All around the football world, sporting character is sculpted out of historic collapses and glorious defeats—and stories of growth and success,for us, as fans, and for our teams are not only made sweeter, but possible, by swallowing the bitterest of pills years earlier. 

It’s no secret that the weight of winning in part resides in the experience of losing; but, as obvious and reductive as it may sound, it’s valuable food for thought as the football media aperture closes exclusively to a view of the next 100 days. 

31 of the 32 nations traveling to Brazil this summer are going to bow out of the tournament with a final loss.  Some may overachieve, some may underachieve, and some may just be there to trade shirts (looking at you, Australia)—but, regardless, there will perhaps be some value in remembering, after all the emotions boil away, that there exists a certain magic and value to the heartbreak of that final defeat, once in the distance. 

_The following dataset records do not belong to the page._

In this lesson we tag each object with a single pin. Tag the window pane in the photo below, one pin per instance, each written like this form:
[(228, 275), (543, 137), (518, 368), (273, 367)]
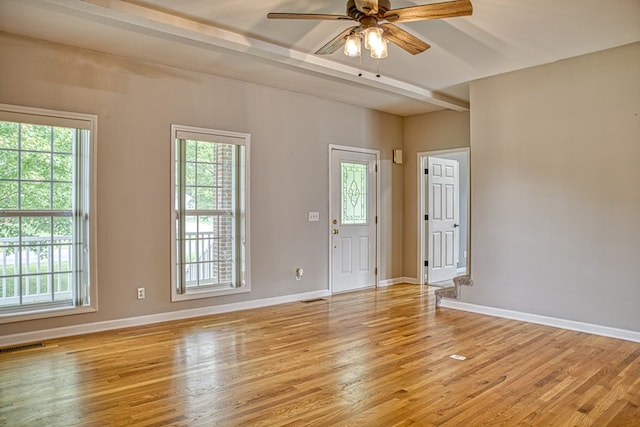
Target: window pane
[(35, 166), (191, 150), (8, 164), (354, 193), (63, 140), (62, 167), (8, 195), (61, 257), (9, 135), (206, 174), (205, 198), (206, 152), (62, 196), (35, 195), (62, 229), (36, 137), (35, 227), (36, 289), (190, 173)]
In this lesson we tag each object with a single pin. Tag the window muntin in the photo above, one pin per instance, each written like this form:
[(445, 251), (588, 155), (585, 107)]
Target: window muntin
[(210, 198), (45, 162)]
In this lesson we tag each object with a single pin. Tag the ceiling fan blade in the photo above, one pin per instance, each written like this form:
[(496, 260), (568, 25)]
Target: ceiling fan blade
[(447, 9), (320, 16), (336, 43), (403, 39), (368, 7)]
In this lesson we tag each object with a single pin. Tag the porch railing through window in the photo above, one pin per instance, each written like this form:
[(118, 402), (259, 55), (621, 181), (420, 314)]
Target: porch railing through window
[(209, 260), (46, 268)]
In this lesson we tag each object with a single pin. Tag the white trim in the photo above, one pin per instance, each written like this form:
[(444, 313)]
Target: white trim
[(87, 328), (399, 280), (376, 153), (555, 322)]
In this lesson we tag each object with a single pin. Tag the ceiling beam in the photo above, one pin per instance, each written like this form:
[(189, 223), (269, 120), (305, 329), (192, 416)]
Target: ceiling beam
[(165, 25)]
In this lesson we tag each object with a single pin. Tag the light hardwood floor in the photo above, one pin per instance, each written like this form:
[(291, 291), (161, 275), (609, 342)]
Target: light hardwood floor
[(369, 358)]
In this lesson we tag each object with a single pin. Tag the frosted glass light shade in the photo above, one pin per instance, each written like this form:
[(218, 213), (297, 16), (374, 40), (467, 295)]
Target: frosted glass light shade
[(373, 38)]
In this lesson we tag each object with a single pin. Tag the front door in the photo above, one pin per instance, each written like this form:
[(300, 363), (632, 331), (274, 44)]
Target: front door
[(443, 219), (353, 220)]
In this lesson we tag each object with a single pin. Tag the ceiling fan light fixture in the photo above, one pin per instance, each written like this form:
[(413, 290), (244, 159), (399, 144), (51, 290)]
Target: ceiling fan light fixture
[(352, 46), (373, 38), (380, 51)]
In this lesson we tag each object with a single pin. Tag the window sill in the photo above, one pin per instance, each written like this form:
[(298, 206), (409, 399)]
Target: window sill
[(208, 294), (44, 314)]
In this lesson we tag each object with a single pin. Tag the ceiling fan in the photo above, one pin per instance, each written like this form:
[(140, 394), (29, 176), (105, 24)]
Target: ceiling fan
[(376, 26)]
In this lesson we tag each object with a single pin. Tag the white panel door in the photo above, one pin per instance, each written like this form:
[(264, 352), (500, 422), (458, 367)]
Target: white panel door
[(353, 220), (443, 220)]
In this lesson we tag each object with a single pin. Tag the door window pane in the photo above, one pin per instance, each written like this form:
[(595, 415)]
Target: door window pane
[(354, 193)]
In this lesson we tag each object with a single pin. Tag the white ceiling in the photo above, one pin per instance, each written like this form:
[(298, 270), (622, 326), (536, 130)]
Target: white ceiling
[(234, 38)]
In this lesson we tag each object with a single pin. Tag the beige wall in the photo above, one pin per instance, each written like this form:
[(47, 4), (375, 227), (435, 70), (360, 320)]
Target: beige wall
[(555, 184), (442, 130), (136, 103)]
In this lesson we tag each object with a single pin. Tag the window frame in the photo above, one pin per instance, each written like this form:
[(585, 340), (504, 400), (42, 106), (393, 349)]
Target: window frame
[(88, 122), (241, 184)]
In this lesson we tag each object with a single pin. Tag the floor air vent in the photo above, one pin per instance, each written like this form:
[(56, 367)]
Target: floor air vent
[(21, 348)]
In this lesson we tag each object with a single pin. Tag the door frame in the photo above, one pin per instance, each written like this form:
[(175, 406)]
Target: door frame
[(422, 208), (376, 153)]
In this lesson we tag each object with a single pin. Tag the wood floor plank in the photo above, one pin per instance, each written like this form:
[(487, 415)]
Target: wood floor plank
[(376, 357)]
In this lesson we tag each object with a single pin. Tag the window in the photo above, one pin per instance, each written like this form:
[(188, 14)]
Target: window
[(45, 213), (354, 193), (210, 214)]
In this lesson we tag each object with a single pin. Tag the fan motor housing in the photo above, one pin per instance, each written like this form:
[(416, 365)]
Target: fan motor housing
[(352, 10)]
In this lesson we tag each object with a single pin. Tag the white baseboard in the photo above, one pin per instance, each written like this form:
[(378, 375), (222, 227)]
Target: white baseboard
[(398, 280), (47, 334), (572, 325)]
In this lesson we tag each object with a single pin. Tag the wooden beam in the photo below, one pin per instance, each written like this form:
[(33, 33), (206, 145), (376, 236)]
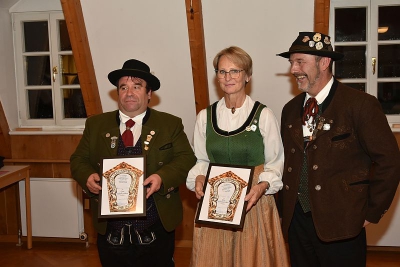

Whether that importance ultimately has more to do with on-field success, off-field self-knowledge, or merely a sense of collectivism and emotional kinship with football fans the world over, losing at a major tournament doesn’t always have to be viewed as failure, or even sad.  It can also be a reminder of how special this game is, how far we’ve come, and how far we’ve got yet to go.

But I’m not sure I’d recommend reminding the Brazilians of that just yet.

*This technically wasn’t the 1950 World Cup Final, as the tournament’s final round was contested as a round-robin.  Due to previous results, though, the Brazil v. Uruguay match was, for all intents and purposes, the final (which Brazil could have won with a draw).

**England’s loss to Hungary may not have come in an official competition—but it was arguably bigger than World Cup failure in those days.  There had been earlier howlers from England—like a 1-0 to the United States in the 1950 World Cup—but here the fallout from this match happened in real time and was truly a referendum on the nation’s footballing infrastructure.  The result wasn’t just revealed through a newspaper blurb, it was heard through radios, filmed, heavily covered and hotly billed as “The Match of the Century” by the press.  England was completely humbled, and would then go on to lose the return fixture, 7-1, a year later in Budapest—still their worst ever defeat.